Facial expression recognition’s bias problem is glaring
No doubt having watched the attention being paid to racial bias in biometric facial recognition, a group of researchers looked at facial expression recognition and found similar problems to the worst-performing algorithms.
The scientists found there are too few large data sets that both have diverse subjects and adequate expression labels. Expression recognition algorithms cannot be made fair and accurate training on this stock.
Facial expression recognition systems seek to identify emotions displayed on people’s faces, and are less bankable today than are more common facial recognition systems. There is broader inherent value — for identification alone — in face scanning than there is in understanding moods.

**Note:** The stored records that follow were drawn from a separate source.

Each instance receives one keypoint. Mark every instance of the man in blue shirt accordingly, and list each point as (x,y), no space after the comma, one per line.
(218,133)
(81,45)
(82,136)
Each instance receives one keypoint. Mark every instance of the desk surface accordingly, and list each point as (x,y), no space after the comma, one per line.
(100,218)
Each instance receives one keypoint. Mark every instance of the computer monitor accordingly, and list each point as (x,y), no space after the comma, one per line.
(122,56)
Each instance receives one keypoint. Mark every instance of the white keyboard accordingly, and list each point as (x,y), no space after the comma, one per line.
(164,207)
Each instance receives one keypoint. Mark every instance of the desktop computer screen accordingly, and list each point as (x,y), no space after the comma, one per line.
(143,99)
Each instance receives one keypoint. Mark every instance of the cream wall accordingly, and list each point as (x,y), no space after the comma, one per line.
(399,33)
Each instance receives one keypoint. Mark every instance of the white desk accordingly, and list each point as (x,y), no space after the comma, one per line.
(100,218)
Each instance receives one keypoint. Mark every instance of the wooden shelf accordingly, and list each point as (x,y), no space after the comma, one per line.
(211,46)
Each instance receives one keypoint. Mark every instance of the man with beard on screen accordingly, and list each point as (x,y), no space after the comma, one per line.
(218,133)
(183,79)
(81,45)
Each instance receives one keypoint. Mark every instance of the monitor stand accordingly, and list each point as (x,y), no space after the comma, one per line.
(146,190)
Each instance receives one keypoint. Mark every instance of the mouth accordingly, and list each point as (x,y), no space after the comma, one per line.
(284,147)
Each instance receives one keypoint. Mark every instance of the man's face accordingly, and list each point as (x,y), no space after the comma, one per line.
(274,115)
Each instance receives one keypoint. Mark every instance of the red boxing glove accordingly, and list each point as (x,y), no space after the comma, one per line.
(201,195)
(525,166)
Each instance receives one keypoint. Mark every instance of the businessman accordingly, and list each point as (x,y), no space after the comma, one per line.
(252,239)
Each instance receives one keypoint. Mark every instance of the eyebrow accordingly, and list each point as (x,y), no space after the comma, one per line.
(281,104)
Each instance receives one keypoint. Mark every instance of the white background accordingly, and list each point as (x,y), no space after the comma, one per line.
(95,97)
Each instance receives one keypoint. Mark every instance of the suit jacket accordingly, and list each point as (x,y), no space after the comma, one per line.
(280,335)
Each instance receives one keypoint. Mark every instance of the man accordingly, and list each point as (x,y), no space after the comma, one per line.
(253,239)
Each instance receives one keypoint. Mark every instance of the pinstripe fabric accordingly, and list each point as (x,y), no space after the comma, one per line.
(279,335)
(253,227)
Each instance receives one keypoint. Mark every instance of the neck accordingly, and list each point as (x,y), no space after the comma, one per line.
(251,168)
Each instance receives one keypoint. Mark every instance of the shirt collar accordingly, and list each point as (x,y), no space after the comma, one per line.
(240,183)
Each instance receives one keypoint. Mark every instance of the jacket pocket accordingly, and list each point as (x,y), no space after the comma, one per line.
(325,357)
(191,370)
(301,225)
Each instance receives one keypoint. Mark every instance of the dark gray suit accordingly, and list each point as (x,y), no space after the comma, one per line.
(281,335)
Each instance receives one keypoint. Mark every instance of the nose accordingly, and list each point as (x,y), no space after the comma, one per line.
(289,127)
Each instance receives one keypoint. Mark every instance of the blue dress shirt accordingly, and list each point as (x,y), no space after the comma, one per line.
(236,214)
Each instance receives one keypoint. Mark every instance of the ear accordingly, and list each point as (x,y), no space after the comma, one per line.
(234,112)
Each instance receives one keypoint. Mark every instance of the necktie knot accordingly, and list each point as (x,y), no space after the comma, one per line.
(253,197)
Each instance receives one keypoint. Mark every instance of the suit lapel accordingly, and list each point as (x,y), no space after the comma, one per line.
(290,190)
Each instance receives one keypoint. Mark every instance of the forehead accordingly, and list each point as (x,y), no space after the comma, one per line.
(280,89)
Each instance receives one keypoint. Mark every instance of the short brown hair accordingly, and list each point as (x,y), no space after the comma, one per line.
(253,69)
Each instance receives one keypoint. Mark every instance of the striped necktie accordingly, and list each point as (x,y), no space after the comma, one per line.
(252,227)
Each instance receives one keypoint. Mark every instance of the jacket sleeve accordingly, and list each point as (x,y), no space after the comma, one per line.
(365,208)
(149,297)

Scanning people to record their apparent emotions is likely to be more controversial than other biometrics, and even a hint of unfairness to the algorithms is likely to unnerve even the most disinterested people in a given public place.
Three researchers from the University of Cambridge in the UK and a fourth from Middle East Technical University in Turkey published their non-peer reviewed paper in July.

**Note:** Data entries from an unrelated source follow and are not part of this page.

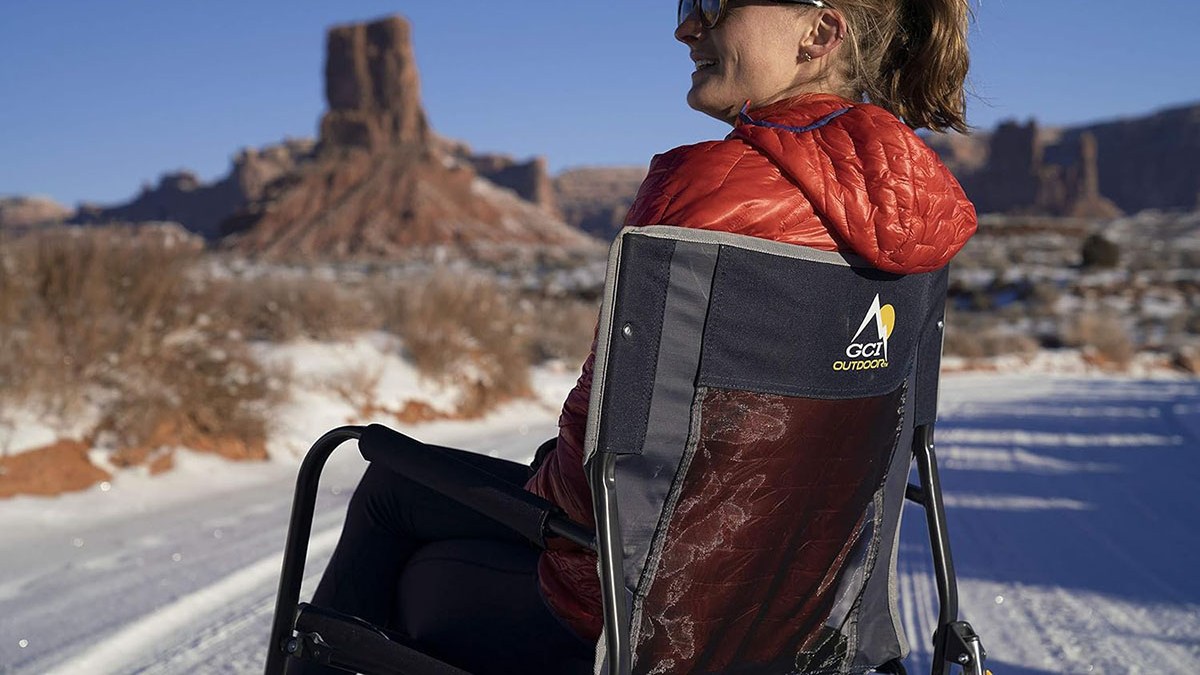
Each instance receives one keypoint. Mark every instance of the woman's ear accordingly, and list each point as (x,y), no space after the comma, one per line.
(826,33)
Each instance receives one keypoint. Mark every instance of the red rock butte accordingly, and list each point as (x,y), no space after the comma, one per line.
(382,184)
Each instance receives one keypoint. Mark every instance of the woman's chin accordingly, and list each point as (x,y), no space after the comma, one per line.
(703,102)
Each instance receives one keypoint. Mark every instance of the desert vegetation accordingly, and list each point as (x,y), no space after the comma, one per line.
(147,342)
(1109,288)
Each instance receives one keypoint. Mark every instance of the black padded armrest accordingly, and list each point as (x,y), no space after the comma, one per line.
(499,500)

Facial expression recognition is a well-researched topic, according to the researchers, but not so expression recognition, which they describe as “scarce.” And there are “a large number” of data sets of faces with expression labels.
But “virtually none of these datasets have been acquired with consideration of fair distribution across the human population,” the team writes. Put another way, there has been almost no effort to collect images and videos in expression-related data sets that label ethnicity, age and gender.
AI cannot recognize a world it has never really seen.
In its proof of concept, the team used the RAF-DB and CelebA databases, which are described as well-known. Both identified emotions or affect as well as gender, age and ethnicity. The researchers also found both data sets are “large enough to enable the training and evaluation of state-of-the-art deep learning models.
The RAF-DB was described as a real-world set, having a spectrum of photographs of faces collected from the Internet. It is overwhelmingly populated by white people between 20 and 39 years old. From it were drawn 14,388 images, of which 11,512 were sampled for training.
This database was used to recognize seven categories of expressions: neutral, surprise, sadness, happiness, fear, disgust and anger.
CelebA, with 202,599 images of 10,177 people, had a smaller range of labeled expressions, and so was only used to train for smiling/not smiling, gender and age.
The researchers used three approaches to sort expressions: baseline, attribute-aware and disentangled.
As part of their results, they found that using data augmentation (which increase data diversity available for training models by using techniques including image cropping and flipping) improved the baseline model’s accuracy. It could not mitigate the bias, though.
Attribute-aware and disentanglement models were more accurate and fair than baseline when they were “fortified” by data augmentation. The disentangled approach was best for “mitigating demographic bias.”
Overall, bias mitigation is more “suitable” when there is an uneven attribute distribution or an imbalance in the quantity of subgroup data.